If we continue the overly simple concrete example, and calculate H_3 and assume that output gate (O_3) is for example [0, 1, 0, 1]. And now C_3 got added values from input gate and can have a variety of values (not just only from 0 to 1)), so C_3 could have become [-35, -48, -35, 12] and applying tanh would result in [-1, -1, -1, 1] while sigmoid would have squashed the result more (to [0, 0, 0, 1]). So the resulting vector can have a more “interesting” interaction with output gate with resulting H_3 being [0, -1, 0, 1] (instead of sigmoid version [0, 0, 0, 1]).

In reality values do not go that extreme and allow a “flow” of information instead of just closed or open, or flipped or not flipped.

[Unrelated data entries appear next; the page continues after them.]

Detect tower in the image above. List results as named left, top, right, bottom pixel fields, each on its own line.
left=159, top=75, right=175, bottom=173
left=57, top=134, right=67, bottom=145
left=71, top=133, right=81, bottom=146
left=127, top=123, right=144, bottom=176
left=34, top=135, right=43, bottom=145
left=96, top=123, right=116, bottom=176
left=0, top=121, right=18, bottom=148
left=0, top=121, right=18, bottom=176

So in the end to answer your questions concretely:

Most probably or even never.

I’m not sure I understand this question how overfitting is related here - the parameter count and your dataset are the main driving forces for overfitting and not the activation functions. Or am I missing some relations here?

1 Like

Thank you @arvyzukai.
This makes sense. Especially it helped to visualize that tanh and sigmoid going away from certain values faster than the other. Additionally, activation choice could be other than tanh, so having a sigmoid gate makes sense as a generic way to keep or throw away certain states.

As for my comment about overfitting, I think it has a contradiction in itself. I believe when you throw away the sigmoid, you’d be reducing the parameters count of the model, hence decreasing the chances of overfitting.

1 Like

I’m happy to help @gokturk.gezer because these are good questions :+1:

I want to clarify this point - “I believe when you throw away the sigmoid, you’d be reducing the parameters count of the model” - that is not true. Changing or removing an activation function does not change the parameters count - the activation function is applied element-wise to the outputs of the network’s layers and does not affect the number of weights or biases.
Changing the activation function may affect the behavior of the model, potentially leading to different learning dynamics and performance. However, it does not alter the number of weights or biases and, therefore, does not directly impact the parameter count of the model.


When converting tanh * sigmoid to a single tanh, wouldn’t we get rid of weights associated with sigmoid and thus reduce internal parameter count that the model needs to learn?